Yang dimaksud Cak Anam adalah peristiwa Rabu malam pekan lalu di kawasan alun-alun Bangil, Pasuruan. Waktu itu sebuah mobil Kijang biru berjalan lambat sambil membagikan stiker pasangan calon presiden Wiranto-Salahuddin Wahid. "Ada uang di dalamnya," katanya mengulangi kata-kata si pemberi stiker.
Kelar membagi-bagikan stiker, mobil itu melaju cepat ke arah Probolinggo. Sejenak kemudian kegaduhan muncul: uang Rp 20 ribu yang diselipkan itu ternyata palsu. "Untungnya masyarakat lumayan dewasa dan kritis, sehingga mereka langsung melapor ke polisi," katanya. Ia yakin, trik itu dilakukan oleh pihak lain untuk mendiskreditkan Wiranto.
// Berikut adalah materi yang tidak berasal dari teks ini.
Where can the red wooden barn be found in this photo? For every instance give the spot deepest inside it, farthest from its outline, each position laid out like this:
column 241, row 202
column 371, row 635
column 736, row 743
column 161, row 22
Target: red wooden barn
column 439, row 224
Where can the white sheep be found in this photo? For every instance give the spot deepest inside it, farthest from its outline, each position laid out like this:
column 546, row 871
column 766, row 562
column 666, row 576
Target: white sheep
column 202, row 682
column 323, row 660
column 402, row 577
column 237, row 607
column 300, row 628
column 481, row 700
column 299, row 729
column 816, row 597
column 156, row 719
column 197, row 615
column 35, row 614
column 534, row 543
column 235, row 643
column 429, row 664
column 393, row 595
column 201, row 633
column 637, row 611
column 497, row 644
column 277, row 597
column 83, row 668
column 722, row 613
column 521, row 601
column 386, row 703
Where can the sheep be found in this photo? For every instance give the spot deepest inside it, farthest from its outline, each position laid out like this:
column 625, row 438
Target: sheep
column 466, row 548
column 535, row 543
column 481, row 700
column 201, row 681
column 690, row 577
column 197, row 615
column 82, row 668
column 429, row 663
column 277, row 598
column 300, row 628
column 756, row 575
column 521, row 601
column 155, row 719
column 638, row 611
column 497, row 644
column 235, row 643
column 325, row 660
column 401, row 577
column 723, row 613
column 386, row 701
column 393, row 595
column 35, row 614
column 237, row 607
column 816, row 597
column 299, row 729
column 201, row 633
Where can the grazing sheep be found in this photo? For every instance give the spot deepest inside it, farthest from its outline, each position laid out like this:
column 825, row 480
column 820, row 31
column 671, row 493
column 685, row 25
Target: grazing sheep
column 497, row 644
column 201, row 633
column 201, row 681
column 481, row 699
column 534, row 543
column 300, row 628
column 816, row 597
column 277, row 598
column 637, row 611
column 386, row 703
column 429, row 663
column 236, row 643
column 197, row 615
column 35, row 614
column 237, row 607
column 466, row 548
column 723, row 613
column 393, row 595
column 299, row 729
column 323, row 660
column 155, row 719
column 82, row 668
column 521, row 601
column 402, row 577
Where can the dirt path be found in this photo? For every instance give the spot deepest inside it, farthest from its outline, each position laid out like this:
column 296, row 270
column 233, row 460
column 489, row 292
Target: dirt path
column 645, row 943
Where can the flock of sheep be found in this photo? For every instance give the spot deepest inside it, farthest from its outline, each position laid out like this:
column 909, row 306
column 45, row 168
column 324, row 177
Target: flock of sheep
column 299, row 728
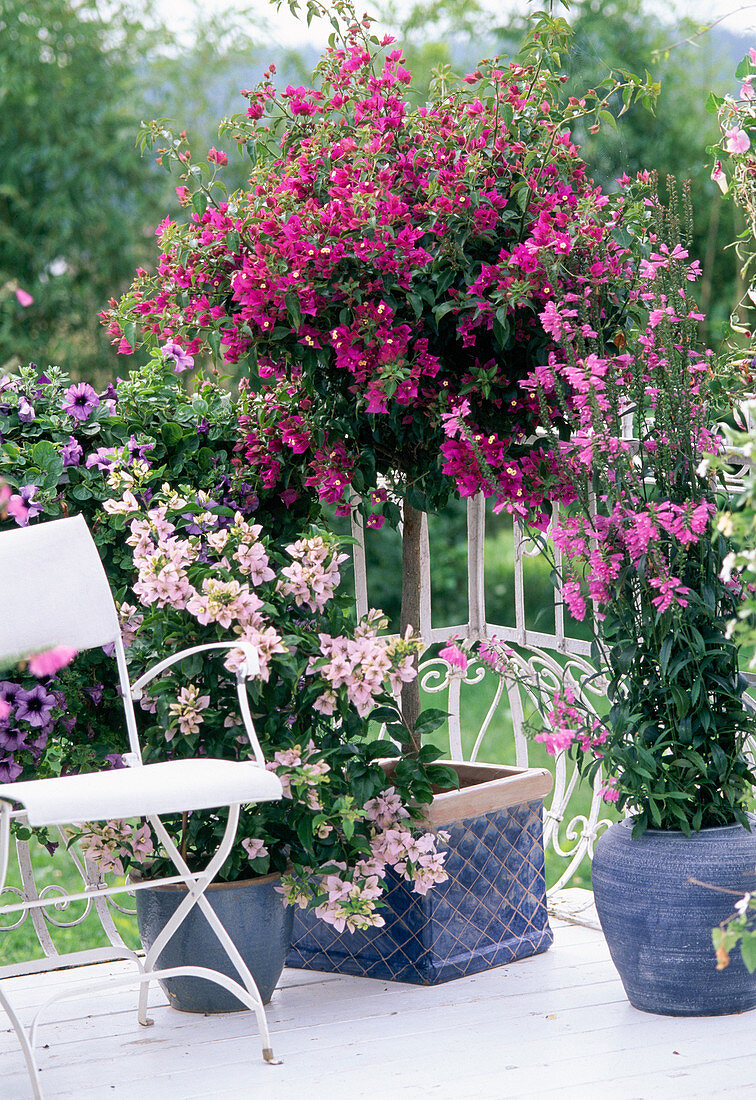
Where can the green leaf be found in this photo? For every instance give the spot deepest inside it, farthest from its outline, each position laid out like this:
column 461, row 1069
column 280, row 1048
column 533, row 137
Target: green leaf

Peristiwa di Bangil ini menambah panjang daftar kasus uang palsu yang terungkap belakangan. "Momen pemilu ini sangat riskan, dapat dimanfaatkan oleh kelompok tertentu untuk meningkatkan eskalasi kegiatan mereka dalam mengedarkan uang palsu ke masyarakat," kata Sri Arsita Mutiara, Chief Information Officer Combating Counterfeit and Financial Crime (CCFC), kepada Yandhrie Arvian dari Tempo News Room.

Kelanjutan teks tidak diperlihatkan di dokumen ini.